I found, a bit late, this article from February this year:
It says that using carriers for strikes against ground targets only happened during WWII on any scale during the last months - after the Japanese air force and navy air force were defeated. Otherwise the main purposes of carriers are fleet air defence, defence against submarines and attacks on an enemy fleet. Because USN has mostly been acting against countries with limited air defence strikes against ground targets has become a major occupation and during the last quarter of a century the original purposes have nearly been forgotten. USN will need to relearn these old purposes.
Clearly these old purposes will be the main, perhaps the only, ones to be trained for by the PLAN carriers and J-15 will need to be able to carry the relevant weapons.
Not true at all.
From the very first days of the war, the US Navy conducted strikes against ground targets...even when they only had two carriers to cover the Pacific, and even for a short time when they were down to one.
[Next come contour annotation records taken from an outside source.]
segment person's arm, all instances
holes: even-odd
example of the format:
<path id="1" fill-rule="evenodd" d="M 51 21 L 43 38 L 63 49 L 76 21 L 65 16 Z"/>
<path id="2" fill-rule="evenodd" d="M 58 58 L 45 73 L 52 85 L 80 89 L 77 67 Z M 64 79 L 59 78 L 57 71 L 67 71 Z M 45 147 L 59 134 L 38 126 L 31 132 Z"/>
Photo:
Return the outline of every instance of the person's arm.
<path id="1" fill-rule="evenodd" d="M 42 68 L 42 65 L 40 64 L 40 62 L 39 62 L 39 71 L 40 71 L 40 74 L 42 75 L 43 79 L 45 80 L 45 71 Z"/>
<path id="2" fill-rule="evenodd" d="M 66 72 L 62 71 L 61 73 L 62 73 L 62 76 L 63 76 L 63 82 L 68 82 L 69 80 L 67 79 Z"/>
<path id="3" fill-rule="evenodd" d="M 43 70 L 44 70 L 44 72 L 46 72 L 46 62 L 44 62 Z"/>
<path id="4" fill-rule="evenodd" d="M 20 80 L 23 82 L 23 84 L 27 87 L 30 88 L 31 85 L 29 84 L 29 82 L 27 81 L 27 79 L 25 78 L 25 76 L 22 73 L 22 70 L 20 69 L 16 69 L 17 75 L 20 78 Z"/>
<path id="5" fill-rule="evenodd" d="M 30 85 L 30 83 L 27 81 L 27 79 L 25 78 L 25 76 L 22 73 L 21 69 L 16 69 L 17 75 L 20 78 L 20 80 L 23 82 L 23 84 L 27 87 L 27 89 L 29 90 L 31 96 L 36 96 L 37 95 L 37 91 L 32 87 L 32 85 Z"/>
The USS Enterprise, within weeks of Pearl Harbor took strike campaigns against Japanese held Islands, trying to avoid the Imperial Fleet, and yet inflict damage on Japanese held islands.
I would suggest getting and reading the book, "The Bog E," which documents the entire war effort bu the USS Enterprise, from the days before the war, to Pearl Harbor when she was one her way to port the morning the Japanese attacked...and some of her aircraft were flying into Pearl to take up what was going to be training and relaxation time at shore bases, only to have those same bases shoot down some of our own aircraft as they came in right during and between the Japanese waves.
It then tracks every single action the Enterprise took.
Of course they were used for strikes at sea...but they conducted as many missions, throughout the war, and as I say from the first weeks after Pearl Harbor, attacking Japanese islands and ground installations.
Of course one of the best known was the launch of the B-25s by the USS Hornet against Tokyo...but that was largely symbolic, letting the Japanese leadership know that the US could still reach their capitol.
The first major attacks against Japanese islands occurred well before that attack by Doolittle in April of 1942. The Enterprise and the Yorktown went into the Solomon and Gilbert Islands and attacked on February 1st, 1942, about seven weeks after Pearl Harbor, the Enterprise attacked Roi and Kwajalein islands that day.
They did this throughout the war in between sea actions. Sometimes to soften up targets before Marine landings, but most often to hit Japanese installations precisely where the Imperial fleet was not to inflict as much damage as possible.
Any idea that the US carrier aircraft did not attack ground targets until late in the war after the Japanese had suffered attrition is just plain wrong.
I can give you a dozen books about world war II that focus on the US Navy aircraft operations during the war and they tell a completely different story.
As I say, "The Big E," is probably one of the best books to make this point clear.